Bases ideológicas por trás da Lava Jato, segundo Fernando Horta

Operação marca ponto de encontro de visões de mundo das diferentes elites brasileiras
 
 
Jornal GGN – A Lava Jato é mais do que uma operação para desvendar um esquema de corrupção revelando, desde seu início, um viés de cunho ideológico para conseguir destituir do governo central do país um partido mais correspondente aos anseios das classes populares.
 
Essa tese é defendida pelo colunista do GGN, historiador e relações internacionais Fernando Horta, em entrevista para Luis Nassif. "O objetivo da Lava Jato sempre foi construir ou reconstruir uma narrativa sobre os últimos 13 anos.

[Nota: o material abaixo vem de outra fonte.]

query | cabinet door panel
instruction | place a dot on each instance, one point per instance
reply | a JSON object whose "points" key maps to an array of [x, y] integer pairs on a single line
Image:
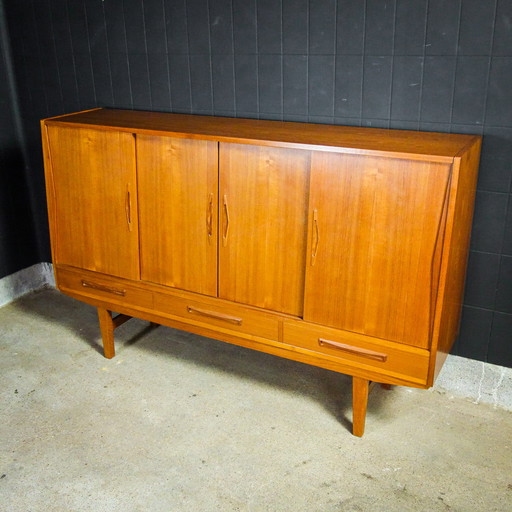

Isso ficava muito claro a partir do momento em que o juiz [Sérgio] Moro diz muito abertamente que não investigaria nada antes de 2003", pontua o pesquisador da UnB.
 
Segundo Horta, o argumento do juiz que coordena a Lava Jato para realizar esse corte é que os crimes antes daquele ano estariam prescritos. Mas para o professor a alegação não se sustenta pelo caráter impetuoso das ações da megaoperação que, em muitos momentos, não seguiu o processo jurídico correto.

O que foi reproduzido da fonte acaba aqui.